I'd like to get some input on appropriate commission structures for a hardware vendor re-selling my company's add-on software that works with their products. I've read a bunch of the commissions questions on this site, and I understand why the answers are all over the map. I'll provide some detail in hopes that may narrow down the responses somewhat.
My startup is building analytics and data viz products for a specific (unnamed) field. In our field there are two primary hardware vendors, both of whom make lousy, PC-bound software. The vendors know their software is deficient but they want to stick to making hardware. Our software is an add-on tool for data analysis and does not replace the basic functions of operating their hardware.
We are in conversations with both companies, who tell us their customers are asking for software like ours. One of the companies is asking us to propose a commission structure (they insist we make the first offer), whereas the other company so far seems happy to refer customers our way. Many customers own both types of hardware, and our software works with both types of data files. This equipment costs about $100k a pop, and their customers tend to own anywhere from 2 to 40 of them. Through our customer discovery we have learned that customers will pay ~10% of the value of their hardware per year for our software.
We plan to offer a SaaS version of the our product, priced roughly as described above ($10k/yr/machine), as well as an on-site deploy (many customers are highly security conscious) which will cost ~5x more than SaaS. These numbers are obviously approximate and still being worked out.

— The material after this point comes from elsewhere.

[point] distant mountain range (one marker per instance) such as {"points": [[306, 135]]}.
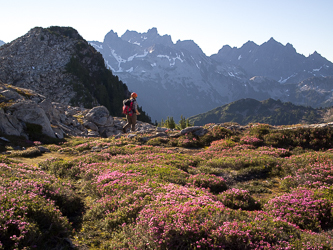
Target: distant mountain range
{"points": [[174, 79], [273, 112]]}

We clearly want to work with the hardware vendors as it gives us an intro to and legitimacy with customers, and should dramatically reduce our sales expenses. We want to give the vendors incentive to work with us, and align incentives such that we have a mutual interest in having customers continue to license our software on an ongoing basis. We believe this is a big win for the hardware vendors as their products tend to last a long time, so they're eager for another revenue stream.
As a starting point, does 10% of first year revenues and 5% thereafter sound reasonable? 20/10? 20/5? Should it be different depending on type of sale (SaaS vs. on-site deploy)?
We're still working out our business model so I welcome further questions or suggestions as to how we should think about this.
Note: The vendor asking for us to propose a commission structure has ~25% market share, while the one making introductions freely making referrals has ~60%.